NVIDIA GPU Driver Kernel Mode Layer Race Condition Allows Privilege Escalation and Container Escape
Overview
A high-severity race condition vulnerability was discovered in the NVIDIA GPU driver's kernel mode layer (`nvlddmkm.sys` on Windows, `nvidia.ko` on Linux). The flaw exists in the driver's handling of memory mapping operations submitted concurrently from user-mode applications. An attacker with local, low-privilege code execution can craft a sequence of specific IOCTL calls that trigger this race condition. Successful exploitation can lead to a write-what-where condition in kernel memory, allowing the attacker to overwrite critical kernel data structures. This can be leveraged to disable security mechanisms, corrupt memory, or ultimately execute arbitrary code with kernel-level (SYSTEM/root) privileges. In the context of AI and ML workloads, this vulnerability is particularly dangerous. Many ML environments rely on containerization (e.g., Docker, Kubernetes) with GPU passthrough for performance. An attacker who has compromised a single, unprivileged container can exploit this driver vulnerability to escape the container's security boundaries and gain full control over the underlying host node. From there, they could compromise all other containers on the same host, steal sensitive models and data, or pivot to other parts of the network.

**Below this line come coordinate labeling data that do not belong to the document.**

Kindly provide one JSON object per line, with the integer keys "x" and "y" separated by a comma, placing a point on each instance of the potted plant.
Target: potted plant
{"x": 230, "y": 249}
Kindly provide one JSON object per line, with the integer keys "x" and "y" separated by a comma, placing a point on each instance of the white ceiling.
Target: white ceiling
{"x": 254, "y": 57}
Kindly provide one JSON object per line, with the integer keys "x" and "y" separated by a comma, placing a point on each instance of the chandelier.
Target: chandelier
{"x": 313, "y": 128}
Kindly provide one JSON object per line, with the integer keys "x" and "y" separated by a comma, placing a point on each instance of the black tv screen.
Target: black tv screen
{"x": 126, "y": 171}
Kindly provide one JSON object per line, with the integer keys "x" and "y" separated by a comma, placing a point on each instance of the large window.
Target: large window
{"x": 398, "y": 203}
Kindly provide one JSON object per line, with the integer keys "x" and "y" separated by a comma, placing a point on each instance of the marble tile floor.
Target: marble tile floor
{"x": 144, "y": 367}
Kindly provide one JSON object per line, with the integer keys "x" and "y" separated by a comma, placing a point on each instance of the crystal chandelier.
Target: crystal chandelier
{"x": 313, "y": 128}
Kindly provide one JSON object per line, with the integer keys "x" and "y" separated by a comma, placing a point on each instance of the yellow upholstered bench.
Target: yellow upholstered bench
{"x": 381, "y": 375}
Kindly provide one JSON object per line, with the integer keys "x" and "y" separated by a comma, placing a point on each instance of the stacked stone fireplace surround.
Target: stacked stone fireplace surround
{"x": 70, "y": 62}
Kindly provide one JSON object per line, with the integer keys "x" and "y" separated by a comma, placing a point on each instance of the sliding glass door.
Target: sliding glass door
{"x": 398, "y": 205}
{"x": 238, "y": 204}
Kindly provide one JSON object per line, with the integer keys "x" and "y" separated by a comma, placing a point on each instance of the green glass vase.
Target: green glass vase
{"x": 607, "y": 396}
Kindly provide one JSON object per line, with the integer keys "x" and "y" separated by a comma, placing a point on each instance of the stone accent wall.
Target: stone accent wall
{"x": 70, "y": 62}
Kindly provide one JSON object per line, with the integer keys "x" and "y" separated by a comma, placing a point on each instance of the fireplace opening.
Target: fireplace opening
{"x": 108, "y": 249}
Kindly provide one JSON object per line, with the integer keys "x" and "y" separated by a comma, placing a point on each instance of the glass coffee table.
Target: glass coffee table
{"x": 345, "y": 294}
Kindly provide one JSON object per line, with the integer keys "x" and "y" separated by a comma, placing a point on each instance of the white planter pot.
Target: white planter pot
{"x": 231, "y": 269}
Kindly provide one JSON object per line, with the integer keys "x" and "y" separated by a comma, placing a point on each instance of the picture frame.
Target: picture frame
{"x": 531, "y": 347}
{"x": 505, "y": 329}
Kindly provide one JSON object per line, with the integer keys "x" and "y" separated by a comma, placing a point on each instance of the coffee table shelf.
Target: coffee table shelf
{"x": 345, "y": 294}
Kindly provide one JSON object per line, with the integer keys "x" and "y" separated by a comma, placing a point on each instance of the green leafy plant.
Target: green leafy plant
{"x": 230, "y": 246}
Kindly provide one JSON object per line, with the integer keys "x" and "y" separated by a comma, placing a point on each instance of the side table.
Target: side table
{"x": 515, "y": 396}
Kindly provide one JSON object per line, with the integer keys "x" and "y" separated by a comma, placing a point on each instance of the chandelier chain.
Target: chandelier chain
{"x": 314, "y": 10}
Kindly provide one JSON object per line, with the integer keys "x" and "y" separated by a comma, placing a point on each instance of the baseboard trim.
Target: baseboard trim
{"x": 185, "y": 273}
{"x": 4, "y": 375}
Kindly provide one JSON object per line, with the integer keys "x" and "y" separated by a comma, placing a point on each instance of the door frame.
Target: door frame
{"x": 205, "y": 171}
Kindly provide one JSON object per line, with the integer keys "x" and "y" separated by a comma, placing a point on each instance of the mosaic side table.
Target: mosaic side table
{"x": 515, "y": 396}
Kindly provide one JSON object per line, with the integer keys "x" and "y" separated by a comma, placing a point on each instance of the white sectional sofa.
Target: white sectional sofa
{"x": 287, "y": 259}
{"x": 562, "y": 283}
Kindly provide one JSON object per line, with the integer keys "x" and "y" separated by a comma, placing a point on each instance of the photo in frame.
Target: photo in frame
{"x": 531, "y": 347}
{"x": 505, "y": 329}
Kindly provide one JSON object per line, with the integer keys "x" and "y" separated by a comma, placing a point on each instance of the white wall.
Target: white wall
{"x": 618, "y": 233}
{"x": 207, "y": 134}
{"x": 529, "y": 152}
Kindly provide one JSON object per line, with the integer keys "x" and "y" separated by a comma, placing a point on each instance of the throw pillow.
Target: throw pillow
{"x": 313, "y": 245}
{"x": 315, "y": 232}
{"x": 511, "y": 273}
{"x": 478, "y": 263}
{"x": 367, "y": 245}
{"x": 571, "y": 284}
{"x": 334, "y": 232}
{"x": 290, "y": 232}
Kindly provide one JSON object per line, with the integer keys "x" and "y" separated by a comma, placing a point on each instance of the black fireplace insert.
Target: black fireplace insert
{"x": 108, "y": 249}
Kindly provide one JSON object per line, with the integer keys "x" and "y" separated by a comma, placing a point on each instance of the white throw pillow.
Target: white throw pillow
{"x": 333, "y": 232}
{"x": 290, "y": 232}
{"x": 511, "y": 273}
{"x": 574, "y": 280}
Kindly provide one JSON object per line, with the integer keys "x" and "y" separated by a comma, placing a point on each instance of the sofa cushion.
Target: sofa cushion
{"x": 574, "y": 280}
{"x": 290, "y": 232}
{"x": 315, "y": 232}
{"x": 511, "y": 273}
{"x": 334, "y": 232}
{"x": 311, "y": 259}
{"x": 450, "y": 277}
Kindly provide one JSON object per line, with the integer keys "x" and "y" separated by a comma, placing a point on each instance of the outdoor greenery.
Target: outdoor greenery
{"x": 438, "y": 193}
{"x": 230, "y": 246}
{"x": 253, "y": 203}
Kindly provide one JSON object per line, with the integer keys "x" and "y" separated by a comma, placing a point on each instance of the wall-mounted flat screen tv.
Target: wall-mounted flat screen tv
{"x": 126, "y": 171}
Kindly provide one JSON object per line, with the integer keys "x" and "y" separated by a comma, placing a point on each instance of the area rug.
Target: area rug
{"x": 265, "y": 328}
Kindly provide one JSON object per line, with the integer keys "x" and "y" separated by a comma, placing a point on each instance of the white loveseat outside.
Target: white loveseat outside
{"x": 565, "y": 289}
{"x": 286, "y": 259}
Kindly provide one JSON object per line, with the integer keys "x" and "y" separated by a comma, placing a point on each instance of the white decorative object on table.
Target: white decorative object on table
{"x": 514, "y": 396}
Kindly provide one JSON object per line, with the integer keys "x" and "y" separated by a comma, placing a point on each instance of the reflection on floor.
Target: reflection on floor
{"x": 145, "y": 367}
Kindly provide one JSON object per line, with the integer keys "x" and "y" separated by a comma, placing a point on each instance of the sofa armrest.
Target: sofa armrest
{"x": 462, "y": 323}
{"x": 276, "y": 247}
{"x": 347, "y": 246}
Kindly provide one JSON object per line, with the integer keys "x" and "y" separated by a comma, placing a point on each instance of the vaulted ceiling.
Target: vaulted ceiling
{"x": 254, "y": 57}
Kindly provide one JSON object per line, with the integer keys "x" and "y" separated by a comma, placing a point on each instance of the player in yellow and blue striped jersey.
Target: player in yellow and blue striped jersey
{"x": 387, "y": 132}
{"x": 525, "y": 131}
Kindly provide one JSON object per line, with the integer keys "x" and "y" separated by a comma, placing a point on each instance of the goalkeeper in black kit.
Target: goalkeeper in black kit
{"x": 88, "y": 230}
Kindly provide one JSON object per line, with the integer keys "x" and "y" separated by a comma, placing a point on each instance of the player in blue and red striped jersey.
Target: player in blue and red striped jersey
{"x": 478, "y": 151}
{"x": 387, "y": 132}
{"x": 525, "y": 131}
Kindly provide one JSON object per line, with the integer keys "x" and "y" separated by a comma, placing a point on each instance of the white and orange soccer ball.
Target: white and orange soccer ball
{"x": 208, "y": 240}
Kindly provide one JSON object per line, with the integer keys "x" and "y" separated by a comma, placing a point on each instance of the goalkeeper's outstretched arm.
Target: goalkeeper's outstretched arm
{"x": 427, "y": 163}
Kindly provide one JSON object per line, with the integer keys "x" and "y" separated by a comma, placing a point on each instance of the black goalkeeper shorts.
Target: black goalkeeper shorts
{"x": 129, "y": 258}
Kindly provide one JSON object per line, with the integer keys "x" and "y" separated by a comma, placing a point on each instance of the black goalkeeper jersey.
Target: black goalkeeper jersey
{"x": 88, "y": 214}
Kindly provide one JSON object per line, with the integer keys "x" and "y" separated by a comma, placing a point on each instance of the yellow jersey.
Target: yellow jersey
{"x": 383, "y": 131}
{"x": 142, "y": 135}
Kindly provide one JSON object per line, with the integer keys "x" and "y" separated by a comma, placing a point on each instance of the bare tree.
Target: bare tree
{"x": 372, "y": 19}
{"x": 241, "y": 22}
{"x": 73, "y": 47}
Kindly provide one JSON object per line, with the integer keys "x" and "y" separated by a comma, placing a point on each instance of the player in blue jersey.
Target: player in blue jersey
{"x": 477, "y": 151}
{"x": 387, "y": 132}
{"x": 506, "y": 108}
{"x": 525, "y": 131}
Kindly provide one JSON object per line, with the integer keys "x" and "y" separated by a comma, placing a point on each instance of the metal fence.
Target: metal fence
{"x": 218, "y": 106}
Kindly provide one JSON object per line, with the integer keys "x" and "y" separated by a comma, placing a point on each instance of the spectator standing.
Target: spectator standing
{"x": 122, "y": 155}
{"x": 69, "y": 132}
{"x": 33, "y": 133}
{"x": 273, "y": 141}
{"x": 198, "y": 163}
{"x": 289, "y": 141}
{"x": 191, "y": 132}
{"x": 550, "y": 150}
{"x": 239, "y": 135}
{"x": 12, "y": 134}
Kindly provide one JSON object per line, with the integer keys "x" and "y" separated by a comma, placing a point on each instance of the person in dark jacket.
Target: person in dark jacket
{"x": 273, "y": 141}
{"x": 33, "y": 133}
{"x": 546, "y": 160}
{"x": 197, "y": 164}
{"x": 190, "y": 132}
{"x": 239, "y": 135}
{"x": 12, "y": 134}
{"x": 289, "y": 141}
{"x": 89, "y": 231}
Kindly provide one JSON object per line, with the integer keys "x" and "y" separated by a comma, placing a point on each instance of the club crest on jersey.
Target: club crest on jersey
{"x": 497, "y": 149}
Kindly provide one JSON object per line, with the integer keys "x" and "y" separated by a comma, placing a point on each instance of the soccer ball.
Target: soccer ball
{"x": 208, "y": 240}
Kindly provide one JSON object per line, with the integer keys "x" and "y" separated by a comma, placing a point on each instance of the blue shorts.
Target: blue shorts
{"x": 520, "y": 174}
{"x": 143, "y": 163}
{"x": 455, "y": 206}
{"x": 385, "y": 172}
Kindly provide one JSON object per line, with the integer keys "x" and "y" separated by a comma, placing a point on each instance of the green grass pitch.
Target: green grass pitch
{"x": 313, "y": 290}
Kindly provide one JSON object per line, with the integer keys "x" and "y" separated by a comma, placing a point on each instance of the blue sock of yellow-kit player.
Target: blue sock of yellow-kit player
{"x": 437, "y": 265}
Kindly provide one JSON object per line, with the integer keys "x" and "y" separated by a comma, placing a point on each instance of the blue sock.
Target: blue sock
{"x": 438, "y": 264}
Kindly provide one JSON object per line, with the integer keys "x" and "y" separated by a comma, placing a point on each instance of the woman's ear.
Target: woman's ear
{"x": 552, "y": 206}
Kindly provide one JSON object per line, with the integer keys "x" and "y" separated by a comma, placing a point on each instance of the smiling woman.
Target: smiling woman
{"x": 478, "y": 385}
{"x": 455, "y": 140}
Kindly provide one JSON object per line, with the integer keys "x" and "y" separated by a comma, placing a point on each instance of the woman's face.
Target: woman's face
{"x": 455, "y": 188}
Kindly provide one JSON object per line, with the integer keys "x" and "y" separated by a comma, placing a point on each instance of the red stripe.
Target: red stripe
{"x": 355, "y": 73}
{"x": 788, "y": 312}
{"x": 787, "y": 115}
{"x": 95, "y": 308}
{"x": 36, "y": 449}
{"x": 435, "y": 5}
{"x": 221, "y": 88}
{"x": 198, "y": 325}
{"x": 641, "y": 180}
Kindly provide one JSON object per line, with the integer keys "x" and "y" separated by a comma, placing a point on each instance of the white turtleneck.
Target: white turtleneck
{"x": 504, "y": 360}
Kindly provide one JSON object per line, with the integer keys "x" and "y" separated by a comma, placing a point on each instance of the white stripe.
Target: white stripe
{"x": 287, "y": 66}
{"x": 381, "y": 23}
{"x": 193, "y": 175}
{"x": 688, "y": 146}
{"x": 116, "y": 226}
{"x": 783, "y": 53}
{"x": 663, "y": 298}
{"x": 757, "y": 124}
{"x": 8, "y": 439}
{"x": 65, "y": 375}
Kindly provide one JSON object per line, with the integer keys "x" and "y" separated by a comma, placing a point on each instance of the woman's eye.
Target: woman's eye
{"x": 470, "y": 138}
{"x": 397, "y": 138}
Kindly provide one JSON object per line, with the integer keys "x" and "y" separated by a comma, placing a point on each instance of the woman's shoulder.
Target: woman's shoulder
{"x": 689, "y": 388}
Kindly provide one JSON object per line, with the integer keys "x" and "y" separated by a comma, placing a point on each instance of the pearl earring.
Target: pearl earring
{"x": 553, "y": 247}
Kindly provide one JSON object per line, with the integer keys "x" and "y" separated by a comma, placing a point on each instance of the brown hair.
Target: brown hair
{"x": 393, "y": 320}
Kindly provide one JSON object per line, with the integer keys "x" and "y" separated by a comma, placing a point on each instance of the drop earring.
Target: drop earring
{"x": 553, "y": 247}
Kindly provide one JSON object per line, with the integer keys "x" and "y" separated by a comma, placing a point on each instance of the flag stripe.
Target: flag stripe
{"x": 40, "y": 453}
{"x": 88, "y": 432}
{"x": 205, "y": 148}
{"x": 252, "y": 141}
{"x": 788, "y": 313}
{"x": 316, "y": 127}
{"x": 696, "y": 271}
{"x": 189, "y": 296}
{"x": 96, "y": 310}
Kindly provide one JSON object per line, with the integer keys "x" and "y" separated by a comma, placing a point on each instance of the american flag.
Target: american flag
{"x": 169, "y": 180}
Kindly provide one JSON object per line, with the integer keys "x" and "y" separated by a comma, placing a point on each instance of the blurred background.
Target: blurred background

The vulnerability bypasses standard container isolation mechanisms because the driver's kernel component is a shared resource accessible from within the container.
Affected Systems
Testing Guide
1. **Check Driver Version**: On Windows, open the NVIDIA Control Panel and check the driver version under 'System Information'. On Linux, run `nvidia-smi` to display the installed driver version. 2. **Compare with Bulletin**: Cross-reference the installed version with the 'Affected Software' versions listed in the official NVIDIA security bulletin for the specific CVE. 3. **Use Vulnerability Scanner**: Run a host-based vulnerability scanner (e.g., Nessus, Qualys) with up-to-date plugins, which will automatically flag systems with outdated and vulnerable NVIDIA drivers.
Mitigation Steps
1. **Update NVIDIA Drivers**: Immediately update all drivers on host machines to the patched versions specified in the NVIDIA security bulletin. 2. **Isolate GPU Workloads**: When possible, run untrusted or multi-tenant GPU workloads on physically separate, dedicated hardware to limit the blast radius of a host compromise. 3. **Use gVisor or Kata Containers**: For an additional layer of security, use sandboxed container runtimes like gVisor or Kata Containers, which intercept and filter system calls to the host kernel, potentially mitigating kernel exploit attempts. 4. **Restrict Privileged Container Operations**: In Kubernetes, use Pod Security Policies or Admission Controllers to prevent containers from using host features that could aid in exploitation, and avoid running containers in privileged mode.
Patch Details
Patched versions are available via NVIDIA's driver download page and are detailed in their official security bulletin for this vulnerability.